Memory Allocator with FIFO Free List

Create your GitHub repo for this lab here: https://classroom.github.com/a/eMu4D7oX

In this lab, we’ll build our own memory allocator that serves as an alternative to the default malloc family of functions. If we take a look at the man pages for malloc et al., we’ll find that we need to implement four functions:

void *malloc(size_t size);
void free(void *ptr);
void *calloc(size_t nmemb, size_t size);
void *realloc(void *ptr, size_t size);

However, our memory allocator cannot create memory out of thin air: it needs to request memory from the Operating System first. To do this, we’ll use the mmap system call. mmap works very similarly to malloc, but requires more arguments to set up. Additionally, its counterpart to release memory, munmap, requires that we pass in the size of the block of memory to be released. (And as you’ll recall, all free needs is a pointer to the block that is going to be freed).

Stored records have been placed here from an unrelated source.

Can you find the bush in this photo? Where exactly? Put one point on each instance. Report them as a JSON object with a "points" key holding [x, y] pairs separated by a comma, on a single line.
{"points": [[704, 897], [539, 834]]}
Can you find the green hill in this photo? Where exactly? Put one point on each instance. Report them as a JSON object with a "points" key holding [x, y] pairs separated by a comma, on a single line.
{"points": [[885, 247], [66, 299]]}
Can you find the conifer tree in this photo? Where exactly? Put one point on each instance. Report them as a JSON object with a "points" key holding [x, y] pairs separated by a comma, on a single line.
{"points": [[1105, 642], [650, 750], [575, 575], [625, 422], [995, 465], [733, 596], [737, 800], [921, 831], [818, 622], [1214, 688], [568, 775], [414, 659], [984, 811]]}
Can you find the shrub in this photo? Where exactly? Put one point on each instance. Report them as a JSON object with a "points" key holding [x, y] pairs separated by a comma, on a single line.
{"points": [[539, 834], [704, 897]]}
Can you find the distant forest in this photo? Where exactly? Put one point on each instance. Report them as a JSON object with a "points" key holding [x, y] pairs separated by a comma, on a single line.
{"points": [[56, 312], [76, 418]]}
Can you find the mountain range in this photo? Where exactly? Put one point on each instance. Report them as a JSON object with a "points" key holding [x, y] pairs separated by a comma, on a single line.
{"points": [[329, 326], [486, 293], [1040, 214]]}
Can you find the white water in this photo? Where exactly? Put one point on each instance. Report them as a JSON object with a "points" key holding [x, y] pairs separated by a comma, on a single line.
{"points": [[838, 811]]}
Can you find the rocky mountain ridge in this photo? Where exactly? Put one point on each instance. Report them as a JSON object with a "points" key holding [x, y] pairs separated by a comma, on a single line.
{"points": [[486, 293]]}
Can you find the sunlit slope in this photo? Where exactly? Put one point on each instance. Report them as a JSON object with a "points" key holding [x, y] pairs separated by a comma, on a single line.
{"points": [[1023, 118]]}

To deal with these implementation differences, we’ll prefix each allocation with a struct that contains some metadata about the allocations. One such piece of metadata will be the allocation size, which we’ll pass to munmap when we want to release memory. The other information we need to maintain is whether or not the block is free – if we immediately release memory back to the OS every time free is called, our allocator won’t be very efficient. System calls take time to execute, so we want to reduce communication with the OS as much as we can. Given this, we’ll integrate a linked list that tracks all the free blocks that haven’t been released back to the OS yet.

This means our allocations will look something like this:

[Header][Data] --> [Header][Data] --> [Header][Data] --> etc.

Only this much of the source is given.